Pernyataan itu Anwar sampaikan dalam acara Temu Media bertajuk ‘Bersiap Menyambut Undang-Undang Perlindungan PRT’ yang diselenggarakan Jala PRT bersama Konde dengan didukung Voice, di Jakarta, Selasa (04/04/2023).
"Ada beberapa aspek di sini, ada lima hal yang jadi concern mulai dari bias kelas, isu diskriminasi, tidak ada pengakuan sebagai pekerja. Ini yang harus kita respons," katanya di lokasi, Selasa.
Selain DIM, lanjutnya, Surat Perintah Presiden (Surpres) juga termasuk dalam list yang tengah disiapkan oleh Kemnaker.
Kendati demikian, dirinya mengakui bahwa Surpres untuk pembahasan RUU PPRT itu masih dalam proses, dan belum dapat dipastikan waktu penerbitannya.
"Pemerintah berharap pembahasan akan segera dilakukan. Segera kita selesaikan dan kita dorong ke DPR, bisa segera kita bahas," ucapnya.
Sementara itu, Koordinator Jala PRT, Lita Anggraini mengatakan jika info terakhir yang diterimanya, Surpres tersebut telah sampai di meja Presiden Joko Widodo (Jokowi).
Kemudian, jika Jokowi mengirimkan Surpres kepada DPR maka pemerintah bersama DPR baru akan membahas DIM.
Lalu, pemerintah nantinya menyiapkan DIM untuk dibahas secara formal dengan Baleg DPR.
Jika Baleg menyetujui semua pembahasan DIM, maka akan diambil keputusan tingkat pertama atau pandangan mini Fraksi.
Pembahasan RUU PPRT selanjutnya berpindah ke Badan Musyawarah (Bamus) DPR untuk mengagendakan Paripurna DPR.

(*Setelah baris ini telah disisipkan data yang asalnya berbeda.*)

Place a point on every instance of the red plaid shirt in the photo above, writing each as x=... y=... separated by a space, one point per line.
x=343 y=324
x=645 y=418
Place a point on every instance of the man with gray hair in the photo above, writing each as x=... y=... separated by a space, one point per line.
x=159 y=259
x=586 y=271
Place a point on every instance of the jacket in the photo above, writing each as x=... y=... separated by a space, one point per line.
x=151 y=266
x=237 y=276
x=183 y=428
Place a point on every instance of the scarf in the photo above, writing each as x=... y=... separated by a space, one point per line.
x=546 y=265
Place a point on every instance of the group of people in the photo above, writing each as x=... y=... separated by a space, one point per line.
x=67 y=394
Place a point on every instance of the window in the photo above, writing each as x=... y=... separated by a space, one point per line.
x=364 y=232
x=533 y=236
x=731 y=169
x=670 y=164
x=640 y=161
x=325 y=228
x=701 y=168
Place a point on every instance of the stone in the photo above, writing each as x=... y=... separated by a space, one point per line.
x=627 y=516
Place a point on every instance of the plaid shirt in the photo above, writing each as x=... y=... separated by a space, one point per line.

Dalam rapat paripurna DPR itu akan diambil keputusan tingkat kedua yaitu, pandangan akhir masing-masing Fraksi.
Pengesahan RUU PPRT kemudian dapat dilakukan setelah semua fraksi menyepakatinya.
Adapun materi dalam RUU PPRT yang substansial di antaranya terkait norma perlindungan PRT, termasuk lingkup pekerjaan dan hak pekerja.
“Sehari PRT berhak atas jam kerja 8 jam, karena banyak PRT yang bekerja lebih dari 16 jam, bahkan ada babysitter hanya tidur 3 jam,” tuturnya.
Sejumlah hak PRT lain yang diatur yaitu hak atas libur mingguan, cuti, upah, dan tunjangan hari raya (THR).
“Upah berdasarkan kesepakatan karena ada masyarakat yang upah di bawah minimum. Banyak kelas menengah ke bawah yang butuh PRT untuk mengasuh anak, tetapi kita berharap pemberi kerja melihat kebutuhan PRT untuk pengupahan,” jelasnya.